SOUTHEAST ASIAN STOCK MARKETS FARE POORLY IN 2020

Capital returns from key Southeast Asian markets were quite poor in 2020.

Singapore ended the year at -11% while the Philippines stood at -8.6%. Thailand closed the year at -8.3% while Indonesia closed shop at -5%.

Vietnam was the only major market in Southeast Asia to outperform at 14.2%

Among 69 developed markets, emerging markets and frontier markets — across the world – during a volatile year, stock markets rose in 34 countries and declined in 35 countries, with average returns of 0.7%. Emerging markets saw average returns rise 0.9% year-on-year in 2020, while developed markets and frontier markets saw an increase of 0.7% year-on-year each.

The five best performing stock exchanges were Nigeria (47.2%), South Korea (30.8%), Turkey (29.3%), Denmark (29.0%) and Argentina (22.9%).The worst performers include Mauritius (-24.4%), Bulgaria (-21.2%), Lebanon (-16.3%), Spain (-14.6%) and Croatia (-13.8%).

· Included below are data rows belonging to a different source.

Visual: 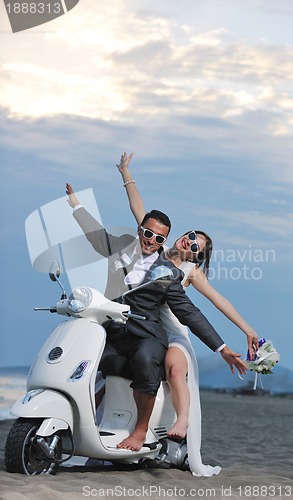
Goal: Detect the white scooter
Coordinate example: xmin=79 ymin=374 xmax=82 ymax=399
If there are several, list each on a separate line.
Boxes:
xmin=5 ymin=262 xmax=188 ymax=475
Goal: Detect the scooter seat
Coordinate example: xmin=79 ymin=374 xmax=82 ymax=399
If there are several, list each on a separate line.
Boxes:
xmin=102 ymin=353 xmax=166 ymax=381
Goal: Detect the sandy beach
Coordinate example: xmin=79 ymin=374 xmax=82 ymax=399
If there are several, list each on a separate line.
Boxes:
xmin=0 ymin=392 xmax=293 ymax=500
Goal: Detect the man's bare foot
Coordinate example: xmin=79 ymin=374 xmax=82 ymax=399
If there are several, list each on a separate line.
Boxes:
xmin=167 ymin=418 xmax=188 ymax=439
xmin=117 ymin=430 xmax=146 ymax=451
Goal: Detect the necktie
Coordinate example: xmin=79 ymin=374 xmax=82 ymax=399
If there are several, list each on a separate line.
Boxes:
xmin=123 ymin=254 xmax=140 ymax=290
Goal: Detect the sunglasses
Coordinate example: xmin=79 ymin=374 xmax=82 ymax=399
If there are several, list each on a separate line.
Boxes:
xmin=186 ymin=231 xmax=200 ymax=253
xmin=140 ymin=226 xmax=167 ymax=245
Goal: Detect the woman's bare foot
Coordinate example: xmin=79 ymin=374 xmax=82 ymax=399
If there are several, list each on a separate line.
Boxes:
xmin=117 ymin=430 xmax=146 ymax=451
xmin=167 ymin=417 xmax=188 ymax=439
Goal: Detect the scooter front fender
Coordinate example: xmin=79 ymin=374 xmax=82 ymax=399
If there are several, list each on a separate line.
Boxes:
xmin=10 ymin=389 xmax=73 ymax=431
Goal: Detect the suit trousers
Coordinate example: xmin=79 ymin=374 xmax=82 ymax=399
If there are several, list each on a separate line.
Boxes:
xmin=99 ymin=326 xmax=167 ymax=395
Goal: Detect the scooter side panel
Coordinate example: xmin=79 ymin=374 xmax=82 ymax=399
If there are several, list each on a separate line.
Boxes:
xmin=28 ymin=318 xmax=105 ymax=426
xmin=10 ymin=390 xmax=73 ymax=430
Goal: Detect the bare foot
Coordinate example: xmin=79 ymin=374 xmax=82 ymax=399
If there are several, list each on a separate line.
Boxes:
xmin=167 ymin=418 xmax=188 ymax=439
xmin=117 ymin=430 xmax=146 ymax=451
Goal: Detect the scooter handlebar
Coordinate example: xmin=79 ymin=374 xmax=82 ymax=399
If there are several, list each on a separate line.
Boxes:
xmin=123 ymin=311 xmax=146 ymax=320
xmin=34 ymin=306 xmax=57 ymax=313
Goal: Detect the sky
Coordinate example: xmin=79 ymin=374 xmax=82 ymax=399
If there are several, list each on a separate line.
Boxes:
xmin=0 ymin=0 xmax=293 ymax=376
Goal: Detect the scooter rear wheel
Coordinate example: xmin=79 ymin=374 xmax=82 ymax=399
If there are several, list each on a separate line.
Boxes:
xmin=5 ymin=418 xmax=61 ymax=476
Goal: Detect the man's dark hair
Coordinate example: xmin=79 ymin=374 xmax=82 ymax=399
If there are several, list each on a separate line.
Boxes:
xmin=140 ymin=210 xmax=171 ymax=232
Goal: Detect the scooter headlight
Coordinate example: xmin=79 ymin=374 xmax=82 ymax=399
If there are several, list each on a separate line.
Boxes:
xmin=68 ymin=287 xmax=93 ymax=313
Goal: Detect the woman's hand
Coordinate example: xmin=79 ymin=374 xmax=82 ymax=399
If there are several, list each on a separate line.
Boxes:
xmin=116 ymin=153 xmax=133 ymax=174
xmin=220 ymin=346 xmax=247 ymax=375
xmin=246 ymin=330 xmax=258 ymax=360
xmin=66 ymin=182 xmax=80 ymax=208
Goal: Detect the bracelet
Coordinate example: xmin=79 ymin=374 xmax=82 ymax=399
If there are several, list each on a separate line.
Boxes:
xmin=123 ymin=180 xmax=135 ymax=187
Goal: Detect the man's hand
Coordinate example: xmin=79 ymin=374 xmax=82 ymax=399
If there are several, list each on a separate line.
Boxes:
xmin=66 ymin=182 xmax=80 ymax=208
xmin=116 ymin=153 xmax=133 ymax=174
xmin=220 ymin=346 xmax=247 ymax=375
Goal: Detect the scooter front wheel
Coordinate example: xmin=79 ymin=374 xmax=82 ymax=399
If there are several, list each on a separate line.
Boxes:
xmin=5 ymin=418 xmax=62 ymax=476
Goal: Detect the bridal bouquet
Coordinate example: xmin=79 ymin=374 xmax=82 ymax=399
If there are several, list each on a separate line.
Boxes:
xmin=246 ymin=338 xmax=280 ymax=375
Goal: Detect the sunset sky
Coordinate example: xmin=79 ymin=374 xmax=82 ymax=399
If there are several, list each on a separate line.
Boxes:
xmin=0 ymin=0 xmax=293 ymax=374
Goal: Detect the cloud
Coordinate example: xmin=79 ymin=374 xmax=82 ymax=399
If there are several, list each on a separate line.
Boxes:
xmin=0 ymin=1 xmax=293 ymax=143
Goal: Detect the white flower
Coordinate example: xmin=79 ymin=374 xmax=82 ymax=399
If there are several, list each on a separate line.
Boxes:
xmin=247 ymin=339 xmax=280 ymax=375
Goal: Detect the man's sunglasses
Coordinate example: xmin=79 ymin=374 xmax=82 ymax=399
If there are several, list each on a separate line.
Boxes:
xmin=140 ymin=226 xmax=167 ymax=245
xmin=186 ymin=231 xmax=200 ymax=253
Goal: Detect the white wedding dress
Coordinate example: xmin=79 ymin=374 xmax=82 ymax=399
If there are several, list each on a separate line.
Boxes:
xmin=160 ymin=262 xmax=221 ymax=477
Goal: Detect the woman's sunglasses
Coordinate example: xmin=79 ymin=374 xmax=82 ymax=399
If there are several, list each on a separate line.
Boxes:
xmin=186 ymin=231 xmax=200 ymax=253
xmin=140 ymin=226 xmax=167 ymax=245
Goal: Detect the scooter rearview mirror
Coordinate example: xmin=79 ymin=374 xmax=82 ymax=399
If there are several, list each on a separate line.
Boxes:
xmin=49 ymin=260 xmax=60 ymax=281
xmin=49 ymin=260 xmax=67 ymax=300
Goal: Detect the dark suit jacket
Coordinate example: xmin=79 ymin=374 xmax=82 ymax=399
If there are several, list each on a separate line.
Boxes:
xmin=73 ymin=207 xmax=224 ymax=351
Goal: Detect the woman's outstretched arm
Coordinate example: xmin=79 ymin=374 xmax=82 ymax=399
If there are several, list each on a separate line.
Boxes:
xmin=116 ymin=153 xmax=146 ymax=224
xmin=184 ymin=268 xmax=258 ymax=359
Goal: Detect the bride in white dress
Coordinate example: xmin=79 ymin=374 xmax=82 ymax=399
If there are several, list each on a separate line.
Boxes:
xmin=117 ymin=153 xmax=258 ymax=476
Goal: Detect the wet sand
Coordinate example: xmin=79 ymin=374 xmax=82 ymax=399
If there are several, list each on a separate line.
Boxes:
xmin=0 ymin=392 xmax=293 ymax=500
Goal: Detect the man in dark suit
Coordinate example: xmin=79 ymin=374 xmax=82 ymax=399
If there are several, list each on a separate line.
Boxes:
xmin=66 ymin=184 xmax=246 ymax=451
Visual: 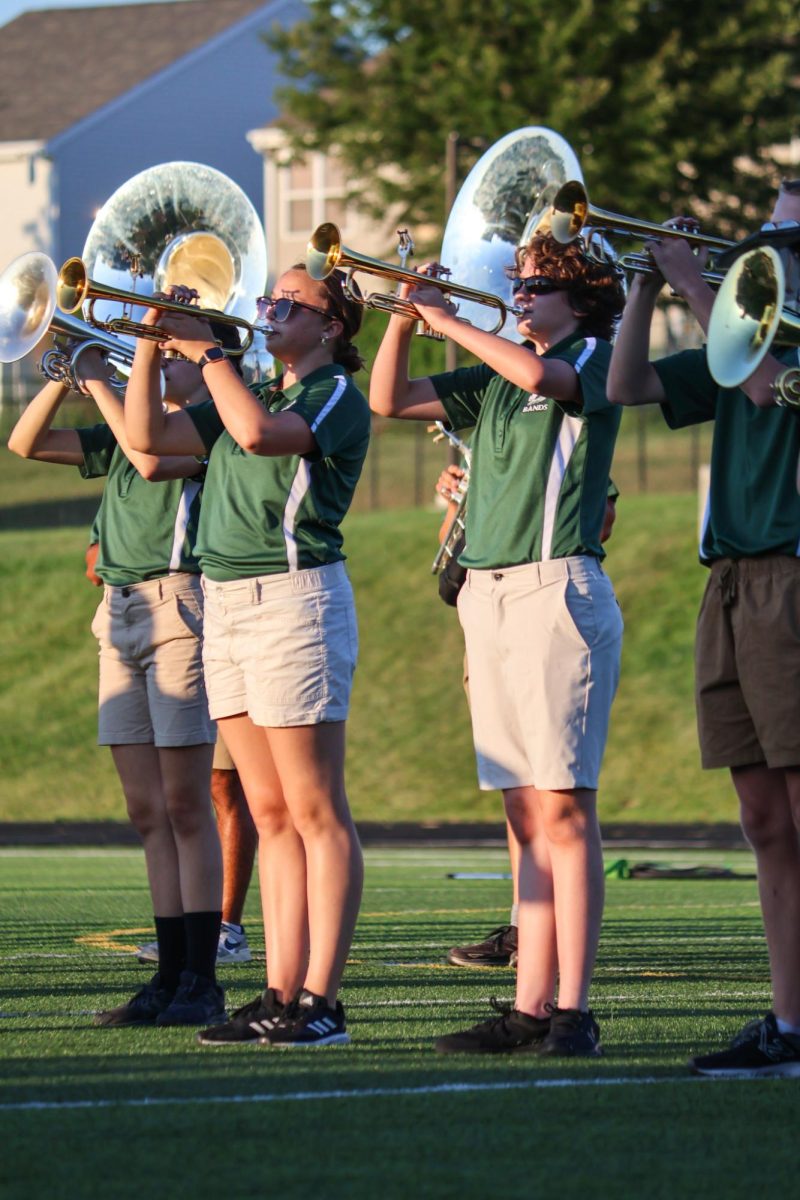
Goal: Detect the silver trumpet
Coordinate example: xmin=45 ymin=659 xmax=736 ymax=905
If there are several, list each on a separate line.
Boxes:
xmin=431 ymin=421 xmax=473 ymax=575
xmin=0 ymin=251 xmax=133 ymax=391
xmin=38 ymin=312 xmax=134 ymax=391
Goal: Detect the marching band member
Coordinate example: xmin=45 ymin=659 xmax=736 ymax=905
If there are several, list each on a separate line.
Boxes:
xmin=608 ymin=180 xmax=800 ymax=1076
xmin=8 ymin=348 xmax=225 ymax=1026
xmin=371 ymin=235 xmax=624 ymax=1055
xmin=126 ymin=265 xmax=369 ymax=1046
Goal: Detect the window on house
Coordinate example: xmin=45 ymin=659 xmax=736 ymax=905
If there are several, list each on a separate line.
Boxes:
xmin=279 ymin=154 xmax=347 ymax=236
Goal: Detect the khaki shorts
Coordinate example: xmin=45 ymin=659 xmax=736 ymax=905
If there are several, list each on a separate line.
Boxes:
xmin=91 ymin=574 xmax=215 ymax=746
xmin=211 ymin=726 xmax=236 ymax=770
xmin=203 ymin=563 xmax=359 ymax=728
xmin=694 ymin=554 xmax=800 ymax=768
xmin=458 ymin=557 xmax=622 ymax=791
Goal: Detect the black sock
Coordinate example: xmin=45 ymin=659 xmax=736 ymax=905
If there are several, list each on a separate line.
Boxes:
xmin=155 ymin=917 xmax=186 ymax=989
xmin=184 ymin=912 xmax=222 ymax=983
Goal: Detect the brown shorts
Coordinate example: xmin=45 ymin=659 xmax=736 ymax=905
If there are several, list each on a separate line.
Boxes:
xmin=694 ymin=554 xmax=800 ymax=768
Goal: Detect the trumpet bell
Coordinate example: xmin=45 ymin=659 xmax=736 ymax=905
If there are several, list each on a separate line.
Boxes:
xmin=306 ymin=221 xmax=345 ymax=280
xmin=0 ymin=251 xmax=58 ymax=362
xmin=706 ymin=246 xmax=800 ymax=388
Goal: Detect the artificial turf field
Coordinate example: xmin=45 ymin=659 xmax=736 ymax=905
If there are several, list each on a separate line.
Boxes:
xmin=0 ymin=848 xmax=800 ymax=1200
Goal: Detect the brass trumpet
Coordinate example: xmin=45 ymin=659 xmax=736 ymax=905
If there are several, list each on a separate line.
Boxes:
xmin=55 ymin=258 xmax=258 ymax=358
xmin=306 ymin=221 xmax=518 ymax=334
xmin=431 ymin=421 xmax=473 ymax=575
xmin=535 ymin=179 xmax=735 ymax=283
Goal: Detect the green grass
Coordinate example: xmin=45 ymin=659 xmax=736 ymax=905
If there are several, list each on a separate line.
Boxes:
xmin=0 ymin=494 xmax=735 ymax=822
xmin=0 ymin=850 xmax=799 ymax=1200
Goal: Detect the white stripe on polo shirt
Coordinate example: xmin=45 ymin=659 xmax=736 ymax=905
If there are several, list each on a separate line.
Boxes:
xmin=169 ymin=479 xmax=201 ymax=571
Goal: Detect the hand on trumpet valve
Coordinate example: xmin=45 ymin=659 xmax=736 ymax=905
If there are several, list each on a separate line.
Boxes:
xmin=437 ymin=463 xmax=467 ymax=504
xmin=72 ymin=342 xmax=114 ymax=396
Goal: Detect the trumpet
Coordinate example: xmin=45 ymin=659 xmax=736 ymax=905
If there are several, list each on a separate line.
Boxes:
xmin=431 ymin=421 xmax=473 ymax=575
xmin=306 ymin=221 xmax=519 ymax=334
xmin=38 ymin=312 xmax=133 ymax=391
xmin=706 ymin=246 xmax=800 ymax=388
xmin=55 ymin=258 xmax=258 ymax=358
xmin=533 ymin=179 xmax=736 ymax=283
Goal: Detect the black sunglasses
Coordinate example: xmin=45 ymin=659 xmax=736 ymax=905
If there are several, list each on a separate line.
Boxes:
xmin=511 ymin=275 xmax=567 ymax=296
xmin=255 ymin=296 xmax=333 ymax=325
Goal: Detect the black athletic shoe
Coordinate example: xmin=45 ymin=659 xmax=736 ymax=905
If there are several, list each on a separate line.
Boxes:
xmin=156 ymin=971 xmax=228 ymax=1025
xmin=197 ymin=988 xmax=284 ymax=1046
xmin=95 ymin=972 xmax=175 ymax=1027
xmin=688 ymin=1013 xmax=800 ymax=1079
xmin=259 ymin=988 xmax=350 ymax=1048
xmin=539 ymin=1008 xmax=603 ymax=1058
xmin=437 ymin=1000 xmax=551 ymax=1054
xmin=447 ymin=925 xmax=517 ymax=967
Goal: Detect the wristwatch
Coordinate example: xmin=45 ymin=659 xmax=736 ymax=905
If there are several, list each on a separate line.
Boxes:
xmin=197 ymin=346 xmax=227 ymax=371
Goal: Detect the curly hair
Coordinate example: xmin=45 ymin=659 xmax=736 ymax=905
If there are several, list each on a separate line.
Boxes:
xmin=290 ymin=263 xmax=363 ymax=374
xmin=516 ymin=234 xmax=625 ymax=341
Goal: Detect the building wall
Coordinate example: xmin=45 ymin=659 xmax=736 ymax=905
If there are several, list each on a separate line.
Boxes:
xmin=248 ymin=128 xmax=431 ymax=290
xmin=0 ymin=142 xmax=56 ymax=270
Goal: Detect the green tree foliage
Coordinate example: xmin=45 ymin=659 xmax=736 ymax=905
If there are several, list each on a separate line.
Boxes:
xmin=269 ymin=0 xmax=800 ymax=236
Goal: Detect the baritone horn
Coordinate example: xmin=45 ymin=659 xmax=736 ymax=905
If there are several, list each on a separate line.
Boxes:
xmin=306 ymin=221 xmax=513 ymax=334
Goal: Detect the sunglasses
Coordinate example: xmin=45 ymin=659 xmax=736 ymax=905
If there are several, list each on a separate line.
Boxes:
xmin=255 ymin=296 xmax=332 ymax=325
xmin=511 ymin=275 xmax=567 ymax=296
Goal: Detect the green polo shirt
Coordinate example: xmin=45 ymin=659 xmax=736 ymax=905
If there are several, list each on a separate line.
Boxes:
xmin=652 ymin=349 xmax=800 ymax=565
xmin=76 ymin=425 xmax=203 ymax=587
xmin=432 ymin=332 xmax=620 ymax=570
xmin=187 ymin=364 xmax=369 ymax=582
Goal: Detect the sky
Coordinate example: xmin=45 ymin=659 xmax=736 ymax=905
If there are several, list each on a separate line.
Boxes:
xmin=0 ymin=0 xmax=191 ymax=25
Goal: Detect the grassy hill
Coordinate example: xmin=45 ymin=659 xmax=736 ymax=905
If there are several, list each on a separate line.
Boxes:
xmin=0 ymin=487 xmax=735 ymax=821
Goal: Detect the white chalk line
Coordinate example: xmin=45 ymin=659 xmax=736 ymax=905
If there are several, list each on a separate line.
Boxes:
xmin=0 ymin=1075 xmax=712 ymax=1112
xmin=0 ymin=988 xmax=770 ymax=1021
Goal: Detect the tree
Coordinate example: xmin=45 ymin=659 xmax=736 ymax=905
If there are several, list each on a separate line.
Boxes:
xmin=267 ymin=0 xmax=800 ymax=243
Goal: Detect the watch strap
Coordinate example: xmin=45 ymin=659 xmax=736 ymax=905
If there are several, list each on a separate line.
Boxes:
xmin=197 ymin=346 xmax=225 ymax=371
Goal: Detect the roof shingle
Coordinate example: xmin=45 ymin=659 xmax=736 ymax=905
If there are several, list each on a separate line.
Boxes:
xmin=0 ymin=0 xmax=272 ymax=142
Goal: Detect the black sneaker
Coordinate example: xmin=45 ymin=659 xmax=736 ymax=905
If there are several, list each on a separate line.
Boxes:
xmin=95 ymin=972 xmax=175 ymax=1027
xmin=447 ymin=925 xmax=517 ymax=967
xmin=156 ymin=971 xmax=228 ymax=1025
xmin=688 ymin=1013 xmax=800 ymax=1079
xmin=437 ymin=1000 xmax=551 ymax=1054
xmin=258 ymin=988 xmax=350 ymax=1046
xmin=197 ymin=988 xmax=284 ymax=1046
xmin=539 ymin=1008 xmax=603 ymax=1058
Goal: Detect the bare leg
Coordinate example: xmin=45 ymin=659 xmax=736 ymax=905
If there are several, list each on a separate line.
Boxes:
xmin=732 ymin=766 xmax=800 ymax=1025
xmin=503 ymin=787 xmax=557 ymax=1016
xmin=506 ymin=817 xmax=522 ymax=907
xmin=157 ymin=745 xmax=222 ymax=912
xmin=215 ymin=714 xmax=308 ymax=1001
xmin=505 ymin=787 xmax=604 ymax=1016
xmin=267 ymin=721 xmax=363 ymax=1004
xmin=211 ymin=768 xmax=258 ymax=925
xmin=539 ymin=788 xmax=606 ymax=1012
xmin=112 ymin=745 xmax=184 ymax=917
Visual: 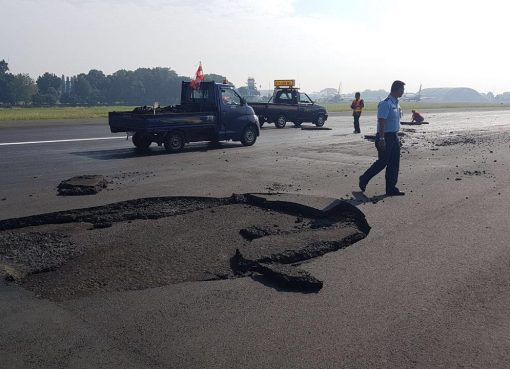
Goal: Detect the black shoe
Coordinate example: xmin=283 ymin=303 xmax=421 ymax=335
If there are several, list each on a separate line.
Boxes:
xmin=386 ymin=188 xmax=406 ymax=196
xmin=358 ymin=177 xmax=367 ymax=192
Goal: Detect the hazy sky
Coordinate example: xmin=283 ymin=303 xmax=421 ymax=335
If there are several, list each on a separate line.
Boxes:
xmin=0 ymin=0 xmax=510 ymax=94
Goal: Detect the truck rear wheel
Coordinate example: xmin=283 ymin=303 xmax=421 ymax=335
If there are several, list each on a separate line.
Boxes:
xmin=164 ymin=132 xmax=184 ymax=153
xmin=274 ymin=115 xmax=287 ymax=128
xmin=315 ymin=114 xmax=326 ymax=127
xmin=131 ymin=132 xmax=152 ymax=150
xmin=241 ymin=125 xmax=257 ymax=146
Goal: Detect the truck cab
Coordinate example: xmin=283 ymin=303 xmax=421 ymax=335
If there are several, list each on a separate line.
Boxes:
xmin=108 ymin=82 xmax=259 ymax=152
xmin=250 ymin=80 xmax=328 ymax=128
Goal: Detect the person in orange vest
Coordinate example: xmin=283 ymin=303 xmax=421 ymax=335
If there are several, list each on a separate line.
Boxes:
xmin=351 ymin=92 xmax=365 ymax=133
xmin=411 ymin=110 xmax=425 ymax=123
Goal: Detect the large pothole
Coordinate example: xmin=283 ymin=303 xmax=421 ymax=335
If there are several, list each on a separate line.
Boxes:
xmin=0 ymin=194 xmax=370 ymax=300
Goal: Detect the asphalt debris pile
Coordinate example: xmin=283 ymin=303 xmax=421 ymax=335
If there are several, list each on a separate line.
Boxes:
xmin=0 ymin=194 xmax=370 ymax=301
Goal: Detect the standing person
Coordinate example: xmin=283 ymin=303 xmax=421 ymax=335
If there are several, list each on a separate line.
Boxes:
xmin=351 ymin=92 xmax=365 ymax=133
xmin=359 ymin=81 xmax=405 ymax=196
xmin=411 ymin=110 xmax=425 ymax=123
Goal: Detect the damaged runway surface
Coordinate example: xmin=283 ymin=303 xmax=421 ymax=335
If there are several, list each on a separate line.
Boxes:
xmin=0 ymin=194 xmax=369 ymax=301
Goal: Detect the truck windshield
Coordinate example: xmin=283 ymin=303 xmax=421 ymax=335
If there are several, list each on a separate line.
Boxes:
xmin=221 ymin=88 xmax=241 ymax=105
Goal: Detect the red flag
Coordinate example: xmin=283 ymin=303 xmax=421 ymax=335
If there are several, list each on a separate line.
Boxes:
xmin=191 ymin=62 xmax=204 ymax=88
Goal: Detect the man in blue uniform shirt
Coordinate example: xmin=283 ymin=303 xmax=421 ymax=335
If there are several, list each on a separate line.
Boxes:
xmin=359 ymin=81 xmax=405 ymax=196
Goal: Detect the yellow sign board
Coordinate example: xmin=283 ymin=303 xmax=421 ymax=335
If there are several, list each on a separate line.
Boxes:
xmin=274 ymin=79 xmax=296 ymax=87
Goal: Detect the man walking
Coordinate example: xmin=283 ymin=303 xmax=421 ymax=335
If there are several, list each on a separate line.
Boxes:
xmin=351 ymin=92 xmax=365 ymax=133
xmin=359 ymin=81 xmax=405 ymax=196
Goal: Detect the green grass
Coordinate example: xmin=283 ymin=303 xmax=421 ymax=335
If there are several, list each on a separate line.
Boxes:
xmin=319 ymin=101 xmax=510 ymax=112
xmin=0 ymin=101 xmax=510 ymax=121
xmin=0 ymin=106 xmax=133 ymax=121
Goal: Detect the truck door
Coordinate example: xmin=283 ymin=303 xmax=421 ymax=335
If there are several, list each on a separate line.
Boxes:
xmin=275 ymin=89 xmax=298 ymax=122
xmin=220 ymin=87 xmax=245 ymax=139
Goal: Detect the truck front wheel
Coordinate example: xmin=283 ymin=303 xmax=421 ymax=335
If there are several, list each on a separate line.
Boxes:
xmin=164 ymin=132 xmax=184 ymax=153
xmin=241 ymin=125 xmax=257 ymax=146
xmin=274 ymin=115 xmax=287 ymax=128
xmin=315 ymin=114 xmax=326 ymax=127
xmin=132 ymin=132 xmax=152 ymax=150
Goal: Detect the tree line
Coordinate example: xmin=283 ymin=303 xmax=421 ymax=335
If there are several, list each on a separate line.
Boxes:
xmin=0 ymin=60 xmax=225 ymax=106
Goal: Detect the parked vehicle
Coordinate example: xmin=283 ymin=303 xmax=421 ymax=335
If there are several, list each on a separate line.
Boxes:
xmin=108 ymin=82 xmax=260 ymax=152
xmin=250 ymin=80 xmax=328 ymax=128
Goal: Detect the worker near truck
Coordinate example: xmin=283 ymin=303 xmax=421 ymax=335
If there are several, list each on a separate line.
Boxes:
xmin=351 ymin=92 xmax=365 ymax=133
xmin=359 ymin=81 xmax=405 ymax=196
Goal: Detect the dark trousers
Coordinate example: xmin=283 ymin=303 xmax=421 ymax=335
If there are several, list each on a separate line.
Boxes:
xmin=360 ymin=133 xmax=400 ymax=193
xmin=352 ymin=113 xmax=361 ymax=133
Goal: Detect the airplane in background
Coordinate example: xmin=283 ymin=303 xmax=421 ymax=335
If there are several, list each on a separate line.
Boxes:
xmin=402 ymin=84 xmax=421 ymax=102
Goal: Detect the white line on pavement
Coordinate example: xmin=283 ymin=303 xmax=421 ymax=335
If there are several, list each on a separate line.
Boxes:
xmin=0 ymin=136 xmax=126 ymax=146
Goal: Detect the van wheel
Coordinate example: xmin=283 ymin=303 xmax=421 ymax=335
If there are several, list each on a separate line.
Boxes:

North Asian markets such as China, Hong Kong, South Korea and Taiwan rose by an average of 15.4%.

Key issues undermining growth in Southeast Asia in 2021 include the continued spread of Covid-19. Failure to curb the pandemic will greatly affect businesses in service-related sectors such as tourism and aviation, and will likely hamper employment and domestic consumption. Another factor to watch is risk from domestic political unrest. Protests may affect the stability of the country and decrease investor confidence, she said.

On the other hand, fiscal policy will be the main driver of the economy this year, boosting household consumption, domestic tourism, agriculture and investment in public infrastructure too. In any case, global growth this year will be mainly supported by China and each country’s recovery will vary according to economic structure, business adaptation and policies from the government and central banks.